When adults are well attuned to the children in their care, they know when to let a child be and when to step in to enhance or deepen the learning process.
There are times when we lead children and are fully engaged. Adult-directed play is an important part of learning, as we create scenarios for children to encounter classic problems and search out workable solutions. Adults provide safe boundaries for exploration and as much guidance as is necessary for kids to find unique (and practical) ways of overcoming obstacles. Too much distance at a time when children need guidance may lead to the kind of failures and disappointments that make a child wary of taking on challenges.
Children should also experience free exploration and play in an environment of non-directive, observational engagement. In this case, adults observe from a little distance, in order to avoid interrupting a child’s creative work. In addition to benefiting a child, from this distance adults can discover something about who our children are. When adults step back, children move at their own pace, create their own kind of order, furnish their own worlds. Too much involvement when children need freedom can lead a child to mistrust their own impulses, to incorrectly assume that they must only do what adults want them to, to shy away from thinking for themselves.
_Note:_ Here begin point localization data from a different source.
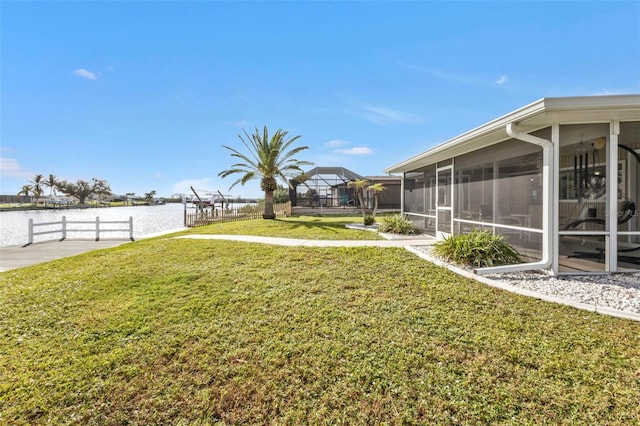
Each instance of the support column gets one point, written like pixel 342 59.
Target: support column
pixel 554 199
pixel 611 240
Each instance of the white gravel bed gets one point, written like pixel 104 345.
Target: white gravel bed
pixel 620 292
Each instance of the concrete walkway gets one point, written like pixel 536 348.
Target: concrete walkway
pixel 13 257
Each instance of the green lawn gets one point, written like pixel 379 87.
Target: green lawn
pixel 308 227
pixel 174 331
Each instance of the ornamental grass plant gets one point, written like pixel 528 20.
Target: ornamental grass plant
pixel 477 249
pixel 398 224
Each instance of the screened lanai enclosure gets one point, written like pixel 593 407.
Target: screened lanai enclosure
pixel 559 179
pixel 324 187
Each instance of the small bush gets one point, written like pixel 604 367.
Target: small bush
pixel 369 220
pixel 398 224
pixel 477 249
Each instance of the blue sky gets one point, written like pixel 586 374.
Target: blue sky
pixel 144 94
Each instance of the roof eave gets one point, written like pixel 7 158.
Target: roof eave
pixel 535 115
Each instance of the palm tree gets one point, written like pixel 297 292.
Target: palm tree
pixel 269 158
pixel 36 187
pixel 51 183
pixel 376 188
pixel 26 190
pixel 360 185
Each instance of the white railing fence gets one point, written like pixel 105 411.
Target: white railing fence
pixel 97 227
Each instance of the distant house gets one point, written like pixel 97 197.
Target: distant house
pixel 329 187
pixel 559 178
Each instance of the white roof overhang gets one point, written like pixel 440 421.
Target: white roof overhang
pixel 538 115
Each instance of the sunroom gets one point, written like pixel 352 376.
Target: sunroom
pixel 559 178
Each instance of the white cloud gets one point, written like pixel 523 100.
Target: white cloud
pixel 11 168
pixel 356 150
pixel 336 143
pixel 441 74
pixel 81 72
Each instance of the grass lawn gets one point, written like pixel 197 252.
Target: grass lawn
pixel 308 227
pixel 174 331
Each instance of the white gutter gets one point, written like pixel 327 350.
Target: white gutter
pixel 547 184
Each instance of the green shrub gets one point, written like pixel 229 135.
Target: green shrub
pixel 477 249
pixel 398 224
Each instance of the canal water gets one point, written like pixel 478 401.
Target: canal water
pixel 147 220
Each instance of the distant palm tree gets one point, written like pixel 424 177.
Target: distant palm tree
pixel 376 188
pixel 269 158
pixel 26 190
pixel 360 185
pixel 51 183
pixel 36 187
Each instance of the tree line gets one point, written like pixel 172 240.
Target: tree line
pixel 80 189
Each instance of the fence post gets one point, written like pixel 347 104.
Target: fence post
pixel 30 231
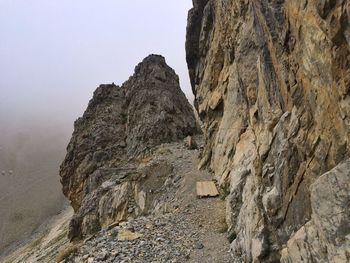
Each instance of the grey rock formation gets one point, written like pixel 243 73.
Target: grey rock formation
pixel 326 237
pixel 271 82
pixel 102 174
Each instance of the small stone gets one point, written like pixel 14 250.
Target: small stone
pixel 198 245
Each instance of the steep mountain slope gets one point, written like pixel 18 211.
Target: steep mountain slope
pixel 101 175
pixel 271 81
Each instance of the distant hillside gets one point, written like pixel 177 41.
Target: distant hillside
pixel 30 191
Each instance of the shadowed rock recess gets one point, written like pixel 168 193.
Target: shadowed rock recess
pixel 271 81
pixel 101 173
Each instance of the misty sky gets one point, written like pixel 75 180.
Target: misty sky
pixel 54 53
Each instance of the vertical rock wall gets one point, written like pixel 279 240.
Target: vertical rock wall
pixel 271 81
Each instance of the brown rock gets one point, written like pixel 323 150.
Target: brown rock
pixel 121 124
pixel 271 82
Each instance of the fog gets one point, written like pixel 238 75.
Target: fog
pixel 53 54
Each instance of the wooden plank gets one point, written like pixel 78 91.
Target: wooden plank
pixel 206 189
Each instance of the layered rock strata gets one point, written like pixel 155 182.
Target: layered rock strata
pixel 271 81
pixel 105 174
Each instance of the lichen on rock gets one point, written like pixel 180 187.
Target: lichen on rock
pixel 101 174
pixel 271 82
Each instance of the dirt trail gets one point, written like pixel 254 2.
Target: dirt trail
pixel 192 230
pixel 206 217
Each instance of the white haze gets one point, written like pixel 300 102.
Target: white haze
pixel 53 54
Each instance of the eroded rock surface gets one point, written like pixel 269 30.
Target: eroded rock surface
pixel 104 174
pixel 271 81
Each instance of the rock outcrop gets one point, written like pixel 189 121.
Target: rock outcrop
pixel 103 173
pixel 271 81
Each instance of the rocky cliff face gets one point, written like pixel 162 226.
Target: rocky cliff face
pixel 271 81
pixel 103 173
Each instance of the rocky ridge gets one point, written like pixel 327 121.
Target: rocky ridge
pixel 271 81
pixel 105 174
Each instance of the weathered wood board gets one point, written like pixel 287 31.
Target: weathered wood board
pixel 207 189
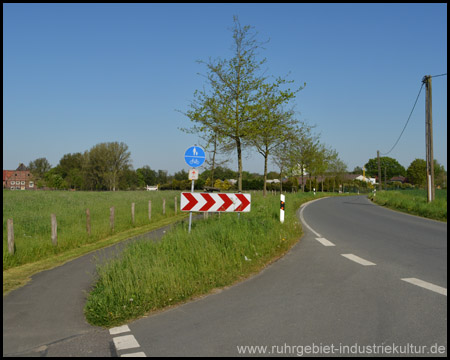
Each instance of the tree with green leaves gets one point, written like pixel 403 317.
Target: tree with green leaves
pixel 392 166
pixel 228 108
pixel 303 152
pixel 104 163
pixel 273 124
pixel 39 168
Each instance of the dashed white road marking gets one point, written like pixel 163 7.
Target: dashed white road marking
pixel 427 285
pixel 119 330
pixel 358 259
pixel 325 242
pixel 125 342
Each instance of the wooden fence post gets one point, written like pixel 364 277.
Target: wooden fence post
pixel 54 230
pixel 111 218
pixel 88 222
pixel 10 237
pixel 149 210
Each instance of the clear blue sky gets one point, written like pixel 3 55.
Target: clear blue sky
pixel 75 75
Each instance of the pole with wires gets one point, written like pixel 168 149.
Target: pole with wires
pixel 429 139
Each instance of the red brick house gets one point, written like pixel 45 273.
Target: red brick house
pixel 19 179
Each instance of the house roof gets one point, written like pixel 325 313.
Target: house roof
pixel 22 167
pixel 7 174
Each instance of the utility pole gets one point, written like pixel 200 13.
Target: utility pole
pixel 379 170
pixel 429 139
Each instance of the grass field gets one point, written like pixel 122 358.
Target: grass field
pixel 414 202
pixel 218 252
pixel 31 213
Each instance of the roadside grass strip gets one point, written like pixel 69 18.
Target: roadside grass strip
pixel 218 252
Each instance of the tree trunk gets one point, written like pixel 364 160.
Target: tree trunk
pixel 265 174
pixel 239 150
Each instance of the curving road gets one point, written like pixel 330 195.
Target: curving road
pixel 363 280
pixel 345 294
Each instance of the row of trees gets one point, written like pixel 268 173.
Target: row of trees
pixel 103 167
pixel 415 173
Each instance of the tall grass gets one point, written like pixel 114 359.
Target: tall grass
pixel 219 251
pixel 31 210
pixel 414 202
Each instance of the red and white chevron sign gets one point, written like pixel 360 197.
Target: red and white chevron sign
pixel 207 202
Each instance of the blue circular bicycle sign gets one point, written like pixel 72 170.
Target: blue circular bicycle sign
pixel 194 156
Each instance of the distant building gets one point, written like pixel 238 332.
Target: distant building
pixel 19 179
pixel 399 178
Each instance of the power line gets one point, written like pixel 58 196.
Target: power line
pixel 407 120
pixel 438 75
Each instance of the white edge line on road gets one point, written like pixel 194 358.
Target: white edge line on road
pixel 139 354
pixel 427 285
pixel 358 259
pixel 119 330
pixel 125 342
pixel 325 242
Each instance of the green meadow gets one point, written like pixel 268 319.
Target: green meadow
pixel 31 213
pixel 414 202
pixel 218 252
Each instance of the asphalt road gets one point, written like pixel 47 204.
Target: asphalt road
pixel 45 317
pixel 317 300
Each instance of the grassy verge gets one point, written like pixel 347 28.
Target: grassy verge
pixel 218 252
pixel 414 202
pixel 18 276
pixel 31 210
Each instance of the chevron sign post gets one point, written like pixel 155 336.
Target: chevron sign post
pixel 206 202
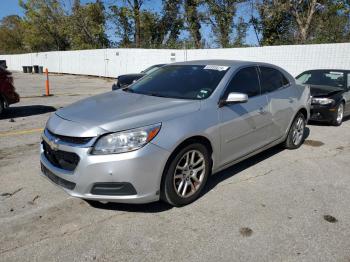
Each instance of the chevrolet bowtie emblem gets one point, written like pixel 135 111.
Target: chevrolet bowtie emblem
pixel 54 144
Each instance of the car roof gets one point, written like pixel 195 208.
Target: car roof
pixel 327 69
pixel 222 62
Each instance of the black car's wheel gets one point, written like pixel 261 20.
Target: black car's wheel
pixel 295 137
pixel 338 116
pixel 186 175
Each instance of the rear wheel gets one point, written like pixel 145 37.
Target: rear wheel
pixel 296 132
pixel 338 117
pixel 2 106
pixel 186 175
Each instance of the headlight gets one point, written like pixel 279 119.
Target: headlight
pixel 322 101
pixel 125 141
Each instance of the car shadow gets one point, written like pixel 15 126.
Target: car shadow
pixel 213 181
pixel 23 111
pixel 320 123
pixel 155 207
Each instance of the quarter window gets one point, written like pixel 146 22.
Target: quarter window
pixel 245 81
pixel 271 79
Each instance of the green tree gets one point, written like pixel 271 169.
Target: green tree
pixel 121 18
pixel 193 19
pixel 221 17
pixel 11 35
pixel 275 23
pixel 45 25
pixel 87 26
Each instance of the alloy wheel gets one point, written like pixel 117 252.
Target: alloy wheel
pixel 189 173
pixel 298 131
pixel 340 113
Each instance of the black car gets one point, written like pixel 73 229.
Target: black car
pixel 125 80
pixel 330 94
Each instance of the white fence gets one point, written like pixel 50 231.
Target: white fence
pixel 113 62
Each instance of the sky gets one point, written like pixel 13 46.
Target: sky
pixel 11 7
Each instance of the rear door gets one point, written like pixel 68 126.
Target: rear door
pixel 347 95
pixel 244 126
pixel 281 97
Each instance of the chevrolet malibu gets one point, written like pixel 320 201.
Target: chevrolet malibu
pixel 163 136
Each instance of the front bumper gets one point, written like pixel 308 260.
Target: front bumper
pixel 324 113
pixel 142 169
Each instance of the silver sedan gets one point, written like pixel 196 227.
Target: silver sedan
pixel 162 137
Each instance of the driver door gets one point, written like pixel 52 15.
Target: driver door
pixel 244 126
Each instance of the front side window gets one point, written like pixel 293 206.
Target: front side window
pixel 180 81
pixel 322 78
pixel 245 81
pixel 271 79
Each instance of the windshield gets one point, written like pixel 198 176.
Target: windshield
pixel 181 81
pixel 322 77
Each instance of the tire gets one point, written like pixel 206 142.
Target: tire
pixel 2 106
pixel 185 177
pixel 339 115
pixel 295 137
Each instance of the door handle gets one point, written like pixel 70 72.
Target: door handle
pixel 262 111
It takes some practice, and patience, to be mindful of where a child is, what their momentary needs are. It’s worth the effort. Ultimately we want to engage kids in a way that encourages them to risk new ventures, both creative and practical. When a child is learning how to create … they need a measure of freedom and a sense that their creativity has value in itself. When a child is learning how things work, they need a measure of guidance and support so that developmentally technical challenges don’t overwhelm them.
Learn these subtle skills and kids grow by measures more confident and free, able to tackle a variety of the challenges our world throws at them.